Si tratta di Thomas Frank, già candidato al Pulitzer, Eric Lichtblau, ex New York Times e vincitore proprio del Pulitzer nel 2006 e Lex Harris, al vertice della squadra investigativa della redazione di Atlanta.

Nel mirino una storia letteralmente costruita attorno ad uno dei consulenti di Trump, l’italo-americano Anthony Scaramucci, nel tentativo di accostare il suo nome ed in parallelo quello del presidente a dei fondi di investimento russi. Insomma, una maniera per gettare dei ponti tra i sospetti che legano Washington e Mosca.

Peccato che, non senza imbarazzo, l’emittente televisiva sia stata costretta ad ammettere attraverso il proprio sito web che la notizia non fosse stata in alcun modo verificata e che, in buona sostanza, non trovasse alcun riscontro in quel fact-checking tanto in voga negli Stati Uniti.

Per capire quanto stia accadendo in America, però, è necessario andare oltre la vicenda plastificata del finto scoop nel tentativo di addentrarsi nelle dinamiche socio-culturali che animano una percentuale vasta di cittadini statunitensi ed in particolar modo di supporter del tycoon.

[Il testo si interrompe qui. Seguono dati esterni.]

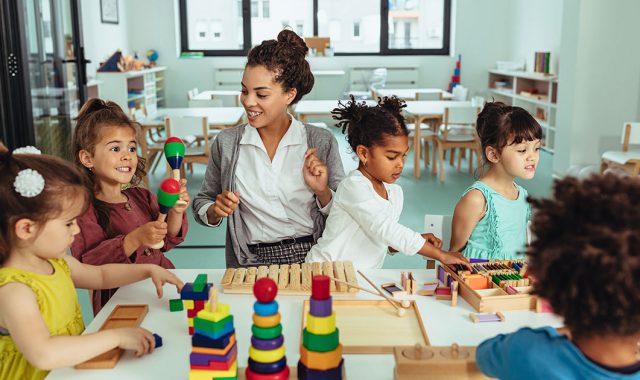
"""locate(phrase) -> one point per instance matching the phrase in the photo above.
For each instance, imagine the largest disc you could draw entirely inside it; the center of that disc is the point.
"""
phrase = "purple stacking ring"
(267, 344)
(321, 308)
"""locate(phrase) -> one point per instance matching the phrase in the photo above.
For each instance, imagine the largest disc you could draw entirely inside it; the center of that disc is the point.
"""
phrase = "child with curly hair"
(586, 262)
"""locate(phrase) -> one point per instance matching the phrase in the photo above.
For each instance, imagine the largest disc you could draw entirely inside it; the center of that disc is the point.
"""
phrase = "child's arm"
(469, 210)
(20, 315)
(115, 275)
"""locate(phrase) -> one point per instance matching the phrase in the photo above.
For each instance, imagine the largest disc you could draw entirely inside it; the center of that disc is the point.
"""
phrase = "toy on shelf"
(121, 316)
(267, 358)
(491, 286)
(168, 195)
(321, 351)
(294, 279)
(436, 363)
(214, 351)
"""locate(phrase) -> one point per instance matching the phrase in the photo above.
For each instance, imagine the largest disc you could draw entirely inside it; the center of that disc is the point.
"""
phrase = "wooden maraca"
(168, 194)
(174, 154)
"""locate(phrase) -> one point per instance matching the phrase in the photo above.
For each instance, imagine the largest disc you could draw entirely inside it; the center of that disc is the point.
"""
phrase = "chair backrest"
(439, 225)
(188, 127)
(630, 135)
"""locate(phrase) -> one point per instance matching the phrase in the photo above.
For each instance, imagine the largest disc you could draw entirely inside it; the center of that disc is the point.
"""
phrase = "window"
(355, 27)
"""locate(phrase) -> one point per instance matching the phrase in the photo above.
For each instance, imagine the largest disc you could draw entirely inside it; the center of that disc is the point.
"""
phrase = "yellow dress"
(58, 304)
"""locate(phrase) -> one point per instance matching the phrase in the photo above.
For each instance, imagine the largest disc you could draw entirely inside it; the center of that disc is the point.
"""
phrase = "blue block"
(265, 309)
(198, 340)
(188, 293)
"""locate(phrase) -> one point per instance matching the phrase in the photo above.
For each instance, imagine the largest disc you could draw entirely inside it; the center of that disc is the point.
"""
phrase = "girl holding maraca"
(121, 226)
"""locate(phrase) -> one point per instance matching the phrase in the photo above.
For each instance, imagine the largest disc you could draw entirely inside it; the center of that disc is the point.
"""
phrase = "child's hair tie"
(29, 183)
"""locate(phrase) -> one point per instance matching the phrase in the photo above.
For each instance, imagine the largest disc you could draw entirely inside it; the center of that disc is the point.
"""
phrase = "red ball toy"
(265, 290)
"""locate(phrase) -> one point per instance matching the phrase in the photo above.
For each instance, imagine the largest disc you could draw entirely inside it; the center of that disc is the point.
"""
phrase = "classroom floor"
(204, 247)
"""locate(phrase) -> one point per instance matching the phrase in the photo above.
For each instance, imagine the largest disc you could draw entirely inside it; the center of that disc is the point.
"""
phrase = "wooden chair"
(626, 160)
(446, 139)
(186, 128)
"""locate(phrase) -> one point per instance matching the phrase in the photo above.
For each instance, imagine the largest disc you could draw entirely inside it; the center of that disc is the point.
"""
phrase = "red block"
(320, 288)
(282, 375)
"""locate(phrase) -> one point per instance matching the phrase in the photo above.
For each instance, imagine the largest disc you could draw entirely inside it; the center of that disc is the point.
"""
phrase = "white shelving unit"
(135, 89)
(537, 93)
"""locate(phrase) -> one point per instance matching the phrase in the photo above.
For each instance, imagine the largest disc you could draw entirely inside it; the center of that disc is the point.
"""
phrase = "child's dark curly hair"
(286, 58)
(586, 255)
(367, 125)
(498, 123)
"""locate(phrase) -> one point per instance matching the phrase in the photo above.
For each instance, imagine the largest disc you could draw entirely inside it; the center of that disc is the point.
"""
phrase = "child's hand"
(226, 203)
(183, 202)
(135, 338)
(432, 239)
(454, 258)
(161, 276)
(150, 233)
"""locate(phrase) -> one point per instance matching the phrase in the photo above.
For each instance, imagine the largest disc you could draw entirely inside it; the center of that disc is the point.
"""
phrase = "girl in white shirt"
(363, 224)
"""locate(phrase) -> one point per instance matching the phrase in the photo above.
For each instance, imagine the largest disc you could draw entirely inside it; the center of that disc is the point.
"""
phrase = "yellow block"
(266, 356)
(321, 325)
(221, 313)
(321, 361)
(201, 374)
(268, 321)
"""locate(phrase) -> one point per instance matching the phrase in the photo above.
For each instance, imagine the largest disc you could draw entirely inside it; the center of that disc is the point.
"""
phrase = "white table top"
(444, 325)
(224, 116)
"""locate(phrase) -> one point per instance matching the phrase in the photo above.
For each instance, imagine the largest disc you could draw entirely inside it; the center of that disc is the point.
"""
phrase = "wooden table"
(422, 111)
(444, 325)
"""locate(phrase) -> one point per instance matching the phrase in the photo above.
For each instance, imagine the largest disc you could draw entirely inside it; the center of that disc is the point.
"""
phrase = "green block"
(176, 305)
(266, 333)
(211, 327)
(320, 343)
(200, 283)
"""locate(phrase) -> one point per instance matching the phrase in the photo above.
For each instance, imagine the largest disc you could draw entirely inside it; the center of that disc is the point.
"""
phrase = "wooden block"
(238, 277)
(121, 316)
(350, 274)
(294, 277)
(263, 271)
(306, 276)
(338, 270)
(228, 276)
(327, 269)
(283, 276)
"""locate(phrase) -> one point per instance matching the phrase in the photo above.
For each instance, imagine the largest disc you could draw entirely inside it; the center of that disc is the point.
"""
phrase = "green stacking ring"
(266, 332)
(320, 343)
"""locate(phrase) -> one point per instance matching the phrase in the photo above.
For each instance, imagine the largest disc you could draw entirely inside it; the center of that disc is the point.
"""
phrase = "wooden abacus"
(492, 286)
(294, 279)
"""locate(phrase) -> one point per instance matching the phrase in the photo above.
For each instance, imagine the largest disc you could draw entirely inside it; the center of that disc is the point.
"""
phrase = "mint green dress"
(501, 234)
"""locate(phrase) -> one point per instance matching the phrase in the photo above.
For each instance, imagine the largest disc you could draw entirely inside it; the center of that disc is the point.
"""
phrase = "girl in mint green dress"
(490, 220)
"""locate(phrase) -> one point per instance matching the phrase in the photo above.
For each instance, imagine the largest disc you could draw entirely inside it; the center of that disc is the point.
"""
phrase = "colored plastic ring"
(321, 308)
(282, 375)
(265, 309)
(274, 367)
(321, 325)
(266, 333)
(320, 343)
(266, 356)
(266, 322)
(267, 344)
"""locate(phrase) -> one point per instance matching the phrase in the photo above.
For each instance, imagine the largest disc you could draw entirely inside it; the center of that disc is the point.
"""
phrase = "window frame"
(384, 34)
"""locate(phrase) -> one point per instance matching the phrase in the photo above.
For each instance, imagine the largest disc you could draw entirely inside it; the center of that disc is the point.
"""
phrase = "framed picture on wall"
(109, 11)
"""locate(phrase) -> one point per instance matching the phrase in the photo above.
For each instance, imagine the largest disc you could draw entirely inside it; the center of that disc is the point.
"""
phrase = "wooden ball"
(265, 290)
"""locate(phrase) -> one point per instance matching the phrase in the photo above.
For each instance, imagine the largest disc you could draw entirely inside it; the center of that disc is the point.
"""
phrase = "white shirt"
(275, 202)
(362, 225)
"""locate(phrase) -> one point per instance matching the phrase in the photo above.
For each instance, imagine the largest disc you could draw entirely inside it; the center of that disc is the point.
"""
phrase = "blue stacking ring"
(265, 309)
(267, 344)
(272, 367)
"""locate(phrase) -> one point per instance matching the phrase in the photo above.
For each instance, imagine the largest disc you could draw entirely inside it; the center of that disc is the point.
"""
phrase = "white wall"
(102, 40)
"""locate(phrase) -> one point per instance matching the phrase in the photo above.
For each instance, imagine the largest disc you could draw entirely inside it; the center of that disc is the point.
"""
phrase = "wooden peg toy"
(168, 195)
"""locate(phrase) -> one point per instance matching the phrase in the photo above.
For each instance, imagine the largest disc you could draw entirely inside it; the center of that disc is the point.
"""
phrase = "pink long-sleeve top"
(93, 246)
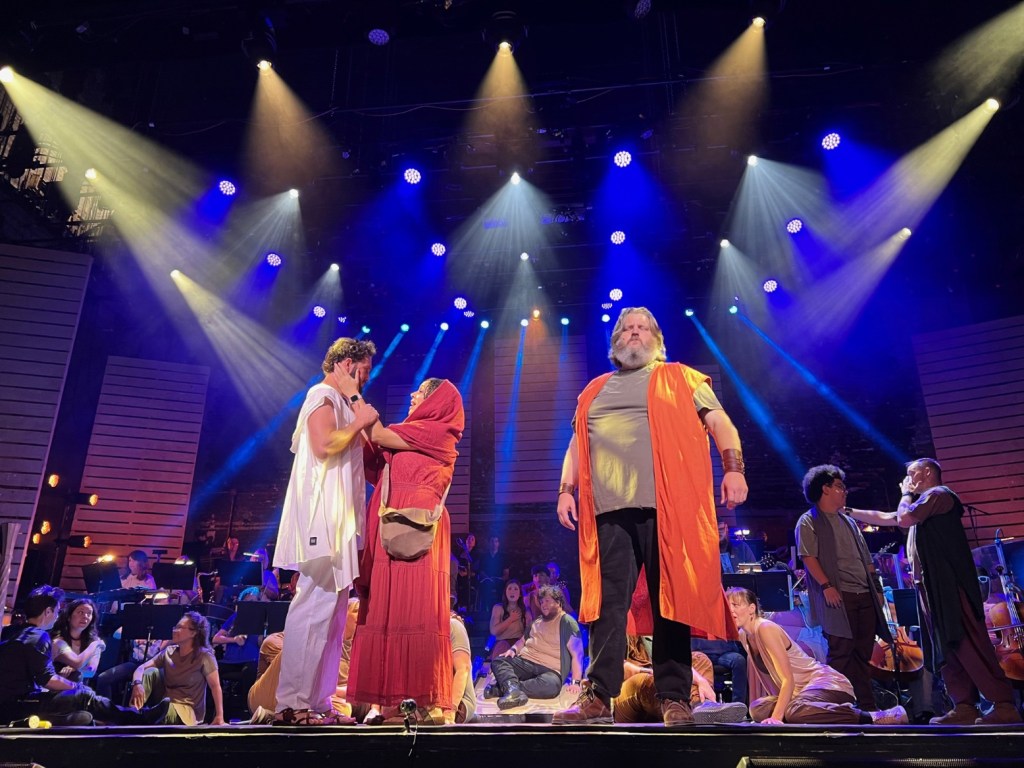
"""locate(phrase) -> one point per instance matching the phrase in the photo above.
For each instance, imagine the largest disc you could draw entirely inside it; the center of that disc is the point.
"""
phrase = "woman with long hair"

Per quanto si sia cercato di farlo passare in sordina, infatti, un episodio come questo produce una eco e soprattutto un danno all’intero sistema dell’informazione davvero difficile da quantificare. Lo strascico più immediato e più tipico è quello del crollo della credibilità dell’universo mediatico, peraltro già minacciato dal web e dalla comunicazione diretta che le reti sociali hanno garantito a qualsiasi personaggio pubblico oggi in grado di mettere in discussione qualsivoglia contenuto senza doversi avvalere dell’intermediazione che è stata da sempre tipica della carta stampata e del giornalismo televisivo. Una credibilità già minata, inoltre, da una campagna elettorale nel corso della quale, a voler credere alla buona fede, si sono travisati umori ed intenzioni di voto del Paese e viceversa, a voler pensar male, si è svolto un ruolo politico più che di informazione vera e propria. Per di più senza successo.

Non solo.

Questa sorta di assedio genera un ulteriore danno, paradossalmente ancora più grave: produce, infatti, una reazione che si potrebbe definire di solidarietà nei confronti di un presidente che non merita aiuti di questo tipo.

Sarebbe più che sufficiente, dunque, aggredire politicamente Trump sul terreno sconnesso delle sue scelte anziché ricercare al grido di impeachment delle scorciatoie giudiziarie. O addirittura, più che ricercarle, inventarle di sana pianta.